Aussi, le respect de l’opposition est une conséquence de ces libertés. En effet, le jeu de la liberté doit conduire à la diversité des opinions à propos de la gestion des affaires publiques. La liberté appelle donc l’existence de partis politiques destinés à se succéder au pouvoir. L’opposition d’aujourd’hui a naturellement vocation à devenir la majorité de demain. C’est pourquoi elle doit être respectée et protégée. Elle est une composante essentielle de la démocratie en ce qu’elle offre aux citoyens une alternative à la politique définie et appliquée par le régime politique en place.

L’existence d’une minorité ou d’une opposition est une dimension constitutive de l’État démocratique. L’opposition en question ici ne désigne pas seulement le groupe politique le moins représenté à l’assemblée législative mais surtout l’ensemble formé par les citoyens fondamentalement hostiles aux objectifs du régime en place, fussent-ils organisés ou non.

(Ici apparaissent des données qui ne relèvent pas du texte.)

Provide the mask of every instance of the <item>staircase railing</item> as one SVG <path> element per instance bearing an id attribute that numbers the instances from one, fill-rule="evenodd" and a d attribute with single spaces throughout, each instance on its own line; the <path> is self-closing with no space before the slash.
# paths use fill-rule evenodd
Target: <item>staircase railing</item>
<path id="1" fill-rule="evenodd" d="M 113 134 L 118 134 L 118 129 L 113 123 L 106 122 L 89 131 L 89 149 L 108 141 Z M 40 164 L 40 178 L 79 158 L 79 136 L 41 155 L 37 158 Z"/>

L’État de droit postule d’abord que le pouvoir ne peut s’exercer que par le droit. L’encadrement juridique du pouvoir suppose le rejet de l'intimidation et de la violence comme mode de gouvernement. Mais personne n'est dupe. La séparation des pouvoirs est solennellement consacrée par la constitution du Sénégal n'est qu'un vulgaire mirage. Il est difficile de voir les balises claires de cette supposée séparation des pouvoirs puisque le président est à la fois chef de l’État et chef de parti. Donc de manière effective, la concentration des pouvoirs exécutif et législatif sont entre les mains du président, car il à la fois le chef du parti ou de la coalition majoritaire à l’Assemblée nationale. L’exécutif et le législatif ne sont plus séparés, mais solidaires sous l’autorité du chef de l’État, titulaire de la majorité.

Par voie de conséquence, il y'a de façon manifeste une perversion de la représentation.

Au Sénégal, les députés de la majorité, pour assurer le chef de l’État de leur allégeance et de leur loyauté, n’hésitent pas à proclamer publiquement qu’ils sont "ses" députés et à parler de lui comme "la seule constante".

Tout ça pour du "X"

L’Assemblée parlementaire réduite à un appendice du gouvernement, la justice sous tutelle, il appartient désormais à la société civile de prendre ses responsabilités et d’exercer le contrôle populaire. Puisqu’il ne faudrait jamais oublier que le pouvoir appartient au peuple, lequel peut le déléguer pour une période déterminée.

La levée de l’immunité parlementaire de l’opposant Ousmane Sonko, contre lequel une plainte pour viol a été déposée, est au cœur de touts les débats au Sénégal. Aucun autre sujet est important. La situation sanitaire du pays, désormais parmi les moins efficaces dans la lutte contre la Covid-19 ne préoccupe plus personne.

Les députés sénégalais débattent autour d'une lettre "X". La question qui est posée est comment prendre une décision quasi irréversible sur une une seule certitude: une inconnue mathématique. Si on se réfère aux rapports d'enquête connus à ce jour, il y est fait mention d'une plainte contre "X". Donc en l'état, théoriquement tous les députés siégeant à l'assemblée nationale sénégalaise sont des "suspects" puisque la seule certitude est que ce "X" est député à l'assemblée et qu'il faut lever son immunité.

Ces députés même aux ordre de l'exécutif s'arroge toujours la dénomination de "député du peuple". Ce peuple qui a pris ses distances avec des élus qui ne pensent qu'à leurs propres intérêts. Une telle opinion sur une institution capitale de la démocratie sénégalaise fait peser des doutes sur sa réalité. On est tenté de voir un écart entre les aspirations du peuple et le fonctionnement de cette institution. Une telle situation fait penser que dans l’esprit du peuple, les règles du jeu ne sont plus acceptables et que que le seul moyen pour se faire entendre est la révolte des "majorités silencieuses". C'est cette majorité silencieuse qui a respiré l’air chargée de gaz lacrymogène et de fumées de pneus et voitures brûlées dans les rues de Dakar ces derniers jours. Ce sont ces "damnés" qui se sont constitués en bouclier devant le domicile de l’opposant Ousmane Sonko. Et seule cette majorité silencieuse peut sauver ce qui doit survivre à cette mascarade politique. C'est cette majorité silencieuse qui a choisi et mis ses représentants dans l'hémicycle, donc c'est à cette grande muette de sauver le Député "X".